The Paul Nuttall campaign has demonstrated again why UKIP haven’t been able to achieve breakthrough despite their popularity amongst certain portions of the population. They like to blame it on the First Past the Post system, which admittedly isn’t a help to them, but that’s cop out: UKIP are just really, really bad at campaigning. And before you point to the EU referendum, that was won in spite of UKIP, and was much more down to the genius of the Elliot/Cummings nexus.
I’ve seen UKIP’s awful campaigning style first hand. Canvassers knocking on doors that aren’t even in the relevant constituency, for instance. The Nuttall address fiasco is another such example – any party could have organised that better, any party, and I include on that list showers such as the BNP and the SWP. It was classic UKIP: it’s like no one in their HQ has ever bothered to just sit down and figure out what the basic electoral rules are.
By all rights, UKIP should win in Stoke – but their basic incompetence as a party may deny them this in the end. As a result, the Labour Party may hold the seat, but that would be down to luck and nothing else. As in, Labour are very lucky that the main party that is ideologically poised to displace them in their last remaining heartlands are so frighteningly badly organised they cannot expose Labour’s frailty. If UKIP were even half as organised as the SNP, they would not only take Stoke Central at a canter but would take at least 50 seats off of Labour in the north and the Midlands.
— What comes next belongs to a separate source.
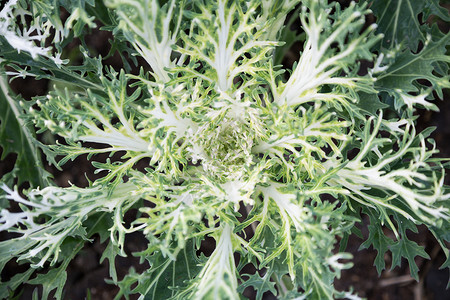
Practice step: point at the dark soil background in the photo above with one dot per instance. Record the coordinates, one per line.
(87, 276)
As it is, I still think UKIP will win the seat – but it’s flip of a coin type stuff. Their potential vote is so huge here that only a very badly organised get out the vote campaign will stop them from doing so. As I have already said, this is UKIP we’re talking about here, so they very well may blow this one.
George Simkin says
Both UKIP and Labour are doing so badly in National and Local elections that it’s like the unstoppable force and immovable object. How can either of them win when they’re both doing so badly.